You, as a tenant, are entitled to a basic set of rights. If a landlord oversteps certain boundaries and acts in a discriminatory manner, refuses to tell you why he rejected your application to rent the place, or offers you inhospitable rooms to live in, you have every right to press charges if he fails to rectify his behavior.

You have the right to know why your application to rent an apartment is rejected because it is illegal for a landlord to refuse to rent to you for discriminatory reasons. Federal law prohibits discrimination on the basis of race, color, religion, national origin, sex, age, familial status, physical disability, and mental disability. Some states and cities have additional laws prohibiting discrimination based on marital status and sexual orientation.

Federal law prohibits landlords from various other forms of discriminatory conduct.
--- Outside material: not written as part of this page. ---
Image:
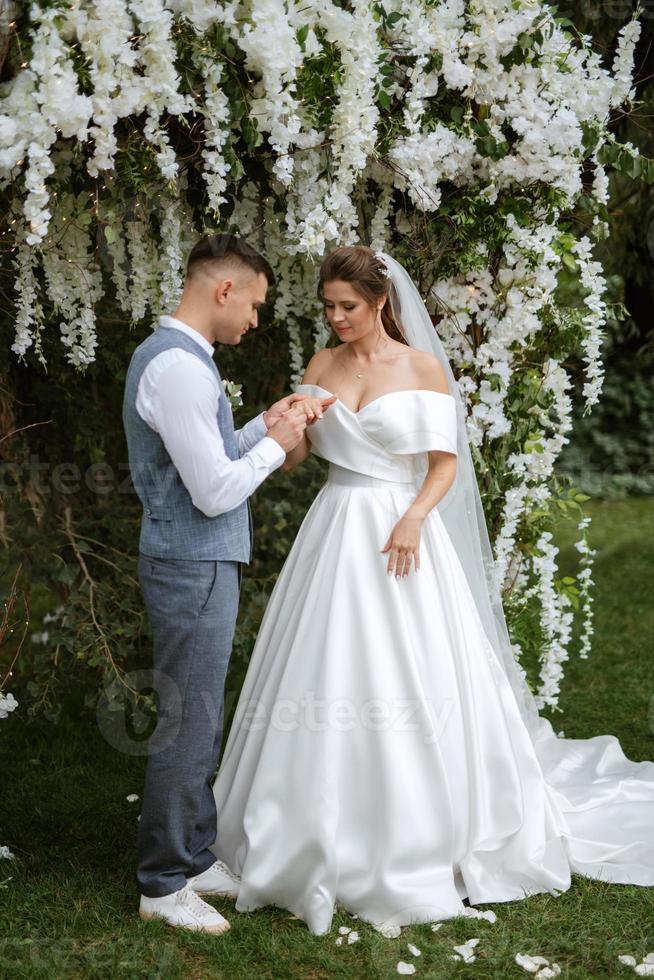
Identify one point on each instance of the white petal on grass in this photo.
(473, 913)
(527, 962)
Landlords cannot advertise or make any implication that they prefer or would rather not rent to one of the people in the classes mentioned above. They cannot say that the apartment is not available when it is. They cannot use different sets of rules for assessing applicants of different class. They cannot provide different services or facilities to tenants of different classes. They cannot end a tenancy for a discriminatory reason.

Note - These statutes do not apply to all rental property. Exceptions include owner-occupied buildings with four or few rental units, housing offered by religious groups or private organizations for their members, housing for senior citizens, and single-family housing being rented without discriminatory advertising or a real estate broker. A landlord with a "no pets" policy cannot refuse to rent to you if you own the animal to help you cope with a physical or mental disability, such as a seeing-eye dog.
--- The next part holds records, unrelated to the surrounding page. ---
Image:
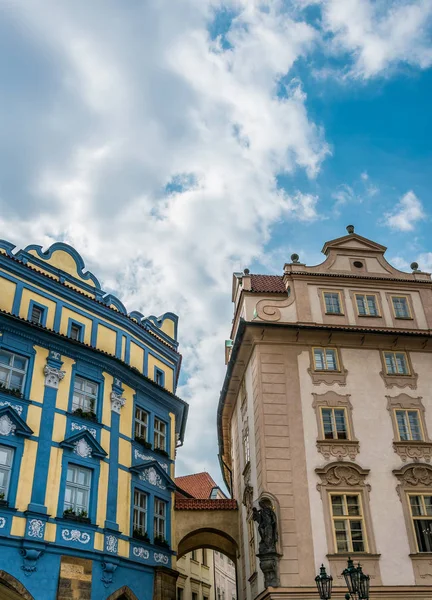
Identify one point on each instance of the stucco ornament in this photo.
(117, 402)
(6, 426)
(36, 528)
(141, 553)
(152, 477)
(75, 535)
(82, 448)
(53, 376)
(111, 543)
(161, 558)
(16, 407)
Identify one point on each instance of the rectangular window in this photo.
(348, 524)
(400, 307)
(396, 363)
(409, 427)
(13, 369)
(37, 314)
(334, 423)
(77, 493)
(159, 377)
(84, 395)
(159, 518)
(159, 434)
(246, 445)
(325, 359)
(141, 423)
(140, 513)
(367, 305)
(333, 303)
(6, 460)
(76, 332)
(421, 511)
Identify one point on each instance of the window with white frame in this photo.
(37, 314)
(84, 394)
(401, 307)
(409, 425)
(6, 460)
(325, 359)
(159, 519)
(348, 523)
(334, 423)
(77, 492)
(140, 513)
(141, 423)
(159, 434)
(13, 369)
(333, 304)
(396, 363)
(421, 513)
(367, 305)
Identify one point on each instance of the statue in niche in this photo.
(267, 527)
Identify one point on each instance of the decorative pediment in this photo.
(151, 472)
(12, 424)
(84, 445)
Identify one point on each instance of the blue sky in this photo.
(189, 139)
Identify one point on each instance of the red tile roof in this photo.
(267, 283)
(205, 504)
(199, 485)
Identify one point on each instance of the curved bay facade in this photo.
(89, 423)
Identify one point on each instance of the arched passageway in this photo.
(12, 589)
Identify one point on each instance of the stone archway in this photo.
(10, 583)
(124, 593)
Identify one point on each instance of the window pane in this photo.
(361, 305)
(319, 359)
(327, 423)
(341, 427)
(414, 422)
(337, 505)
(331, 360)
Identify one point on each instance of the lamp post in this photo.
(357, 582)
(324, 584)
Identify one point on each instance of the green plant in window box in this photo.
(11, 391)
(141, 440)
(139, 535)
(161, 451)
(161, 541)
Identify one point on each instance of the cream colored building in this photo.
(326, 412)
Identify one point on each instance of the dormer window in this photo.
(333, 303)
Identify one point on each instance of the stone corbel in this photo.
(117, 402)
(53, 376)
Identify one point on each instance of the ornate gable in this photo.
(84, 445)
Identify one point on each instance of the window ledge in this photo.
(399, 381)
(338, 448)
(413, 450)
(328, 377)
You have a right to know if you were rejected because someone gave your landlord negative information about you. Under the federal Fair Credit Reporting Act, you also have the right to know if you were rejected based on negative credit information that came from some source other than your credit report. That same act requires your landlord to tell you that you are allowed to submit a written request for disclosure of the negative credit information he received, and after receiving such a request your landlord must tell you the nature of the information within reasonable time.

You have the right to "habitable" premises, and most states forbid landlords from writing in the lease a statement that you waive that right. The space is considered uninhabitable if there are unsafe conditions or a gross infestation of creatures such as mice or cockroaches. Rental housing must also be free of lead-based paint.